On Thu, 10 Nov 2011, Konrad Rzeszutek Wilk wrote:
> On Fri, Oct 28, 2011 at 04:07:33PM +0100, Anthony PERARD wrote:
> > From: Allen Kay <allen.m.kay@xxxxxxxxx>
> >
>
> This is going to be a bit lame review..
>
[...]
> > + return;
> > + }
> > +
> > + /* find register group entry */
> > + reg_grp_entry = pt_find_reg_grp(s, address);
> > + if (reg_grp_entry) {
> > + /* check 0 Hardwired register group */
> > + if (reg_grp_entry->reg_grp->grp_type == GRP_TYPE_HARDWIRED) {
> > + /* ignore silently */
> > + PT_LOG("Warning: Access to 0 Hardwired register. "
> > + "[%02x:%02x.%x][Offset:%02xh][Length:%d]\n",
> > + pci_bus_num(d->bus), PCI_SLOT(d->devfn),
> > PCI_FUNC(d->devfn),
> > + address, len);
> > + return;
> > + }
> > + }
> > +
> > + /* read I/O device register value */
> > + rc = host_pci_get_block(s->real_device, address,
> > + (uint8_t *)&read_val, len);
> > + if (!rc) {
> > + PT_LOG("Error: pci_read_block failed. return value[%d].\n", rc);
>
> There isn't a PT_ERR? Hm, looking at the code there is only PT_LOG. Perhaps
> declearing PT_ERR and PT_WARN might be a good idea? In case in the future
> one wants different levels of this? Or do we really not care much about that?
I will add this two macros.
> > + memset(&read_val, 0xff, len);
> > + }
> > +
> > + /* pass directly to libpci for passthrough type register group */
>
> Um, is the libpci requirement a certain thing?

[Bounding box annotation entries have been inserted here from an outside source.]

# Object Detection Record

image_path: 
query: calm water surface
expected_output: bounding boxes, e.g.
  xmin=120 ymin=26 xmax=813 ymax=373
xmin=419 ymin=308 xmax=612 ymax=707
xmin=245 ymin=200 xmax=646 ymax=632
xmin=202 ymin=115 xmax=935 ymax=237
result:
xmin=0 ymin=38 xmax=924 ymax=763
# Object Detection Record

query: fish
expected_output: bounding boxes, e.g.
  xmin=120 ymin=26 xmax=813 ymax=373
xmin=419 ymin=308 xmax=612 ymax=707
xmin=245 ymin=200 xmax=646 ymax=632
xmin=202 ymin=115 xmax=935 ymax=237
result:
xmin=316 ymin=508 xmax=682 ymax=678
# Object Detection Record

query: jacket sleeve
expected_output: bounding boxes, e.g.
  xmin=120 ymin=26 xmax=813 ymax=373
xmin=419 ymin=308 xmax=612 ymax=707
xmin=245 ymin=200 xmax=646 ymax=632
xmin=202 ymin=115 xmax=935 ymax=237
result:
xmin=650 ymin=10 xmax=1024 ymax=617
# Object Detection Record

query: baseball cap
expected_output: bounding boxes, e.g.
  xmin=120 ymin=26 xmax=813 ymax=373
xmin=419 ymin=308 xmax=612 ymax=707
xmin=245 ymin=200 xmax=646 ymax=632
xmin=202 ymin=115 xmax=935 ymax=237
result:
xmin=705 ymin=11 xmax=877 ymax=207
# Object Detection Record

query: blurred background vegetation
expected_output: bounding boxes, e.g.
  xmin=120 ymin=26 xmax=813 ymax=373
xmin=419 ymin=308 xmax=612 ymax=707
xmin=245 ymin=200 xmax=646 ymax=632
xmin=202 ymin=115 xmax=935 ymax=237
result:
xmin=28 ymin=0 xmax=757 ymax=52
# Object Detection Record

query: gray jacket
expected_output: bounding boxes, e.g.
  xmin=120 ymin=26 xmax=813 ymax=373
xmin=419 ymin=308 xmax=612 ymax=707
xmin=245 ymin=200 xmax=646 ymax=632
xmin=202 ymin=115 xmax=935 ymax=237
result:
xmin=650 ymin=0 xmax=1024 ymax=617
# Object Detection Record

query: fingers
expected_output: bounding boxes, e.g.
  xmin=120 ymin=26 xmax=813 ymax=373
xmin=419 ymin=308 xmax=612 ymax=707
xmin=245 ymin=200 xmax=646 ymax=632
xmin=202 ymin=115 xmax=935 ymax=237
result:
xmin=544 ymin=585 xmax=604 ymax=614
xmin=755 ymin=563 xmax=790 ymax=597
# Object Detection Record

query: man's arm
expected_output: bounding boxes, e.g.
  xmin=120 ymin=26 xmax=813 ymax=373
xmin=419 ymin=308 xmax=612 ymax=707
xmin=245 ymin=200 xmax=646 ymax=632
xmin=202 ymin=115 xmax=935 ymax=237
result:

:(, it's just an old comment. libpci is not used anymore and have been
replaced by host-pci-device. I will replace libpci in the comment by
"the real device".
[...]
> > + switch (reg->size) {
> > + case 1:
> > + if (reg->u.b.write) {
> > + rc = reg->u.b.write(s, reg_entry, ptr_val,
> > + read_val >> ((real_offset & 3) <<
> > 3),
> > + valid_mask);
> > + }
> > + break;
> > + case 2:
> > + if (reg->u.w.write) {
> > + rc = reg->u.w.write(s, reg_entry, (uint16_t *)ptr_val,
> > + (read_val >> ((real_offset & 3) <<
> > 3)),
> > + valid_mask);
> > + }
> > + break;
> > + case 4:
> > + if (reg->u.dw.write) {
> > + rc = reg->u.dw.write(s, reg_entry, (uint32_t *)ptr_val,
> > + (read_val >> ((real_offset & 3)
> > << 3)),
> > + valid_mask);
> > + }
> > + break;
> > + }
> > +
> > + if (rc < 0) {
> > + hw_error("Internal error: Invalid write emulation "
> > + "return value[%d]. I/O emulator exit.\n", rc);
>
> Oh. I hadn't realized this, but you are using hw_error. Which is
> calling 'abort'! Yikes. Is there no way to recover from this? Say return
> 0xfffff?
In qemu-xen-traditionnal, it was an exit(1). I do not know the
consequence of a bad write, and I can not return anythings. So I suppose
that the guest would know that somethings wrong only on the next read.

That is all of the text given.